Many hospitals have been hesitant to offer financial assistance to physicians and group practices to adopt I.T. because of anti-kickback laws and other legal hurdles. There is a movement to create exemptions in federal laws to clear the way for hospitals to lend physicians an I.T. hand. But for now, payers, which face few legal hurdles, have a clear shot at winning the hearts and minds of physicians by helping them automate their practices.
A few payers responded early to the call for I.T. assistance and implemented programs several years ago that now are being expanded.
Other payers, such as Highmark Inc., a Pittsburgh-based Blue Cross and Blue Shield licensee, in recent months have taken bold new steps to get physicians to automate. Some payers also are kicking off programs to host personal health records for patients to enable them to take a bigger role in their health care (see story, page 102).
But the effort to lend a helping I.T. hand is not an entirely altruistic gesture on the part of payers, says Simmi Singh, vice president of the health care industry practice at Cognizant Technology Solutions Corp, a Teaneck, N.J.-based consulting and outsourcing firm.
Increasing automation at group practices-such as via electronic prescribing-can help reduce transaction costs for payers as well as increase adherence to drug formularies, Singh notes.
But there is a larger game being played out in the marketplace, she says.
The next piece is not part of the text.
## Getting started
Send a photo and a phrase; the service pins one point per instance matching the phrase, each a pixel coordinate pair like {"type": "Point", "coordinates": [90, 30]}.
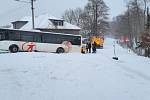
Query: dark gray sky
{"type": "Point", "coordinates": [11, 9]}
Payers and large providers, such as integrated delivery systems, are trying to find ways to own the relationships with patients and become the trusted advisor to independent consumers, she says.
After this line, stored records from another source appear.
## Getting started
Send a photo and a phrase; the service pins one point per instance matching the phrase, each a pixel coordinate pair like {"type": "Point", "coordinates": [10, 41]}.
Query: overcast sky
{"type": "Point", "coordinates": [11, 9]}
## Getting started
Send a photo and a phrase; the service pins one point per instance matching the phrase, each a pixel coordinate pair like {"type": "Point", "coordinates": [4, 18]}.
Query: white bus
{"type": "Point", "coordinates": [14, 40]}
"Patients will take advice from the organization they trust for quality, and that trusted organization is going to be able to offer a host of fee-based services," she says.
Singh adds that becoming a trusted health care advisor supports payers' efforts to entice patients into consumer-directed health plans, high-deductible products that many payers believe have the potential to substantially lower their coverage costs.
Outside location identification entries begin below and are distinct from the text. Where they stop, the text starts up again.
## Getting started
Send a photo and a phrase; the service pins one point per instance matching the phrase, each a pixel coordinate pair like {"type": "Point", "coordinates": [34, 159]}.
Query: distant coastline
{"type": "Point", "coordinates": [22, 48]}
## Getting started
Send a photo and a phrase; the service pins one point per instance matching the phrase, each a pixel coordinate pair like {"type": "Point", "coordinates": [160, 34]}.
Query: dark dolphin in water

"If you look under the hood, there are a lot of motives and incentives for payers to start supporting physicians trying to adopt I.T.," she says.
True believers
Whatever their motivations, some payers have entered the I.T. ring in a big way.
Three years ago, Hawaii Medical Service Association, the state's Blue Cross and Blue Shield licensee, believed electronic prescribing and electronic medical records were catching on, says Richard Chung, M.D., senior vice president in the health services division. "We thought we could facilitate this by supporting an e-prescribing platform," he adds.
Since then, the plan has spent about $3 million to outfit 600 physicians with e-prescribing software; mobile computing devices or desktop workstations; servers; and high-speed Internet connections. The physicians paid a $50 monthly licensing fee for the prescribing software, which is a module of the TouchWorks electronic medical records product of Allscripts LLC, Chicago.
Under a recently expanded deal with the vendor, the Blues plan will offer the e-prescribing software to another 100 physicians-this time remotely hosted via the application service provider computing model.
Further, these new physician users and the original 600 will pay a lower $35 monthly software license fee and can purchase other clinical modules from the TouchWorks suite at a 40% discount.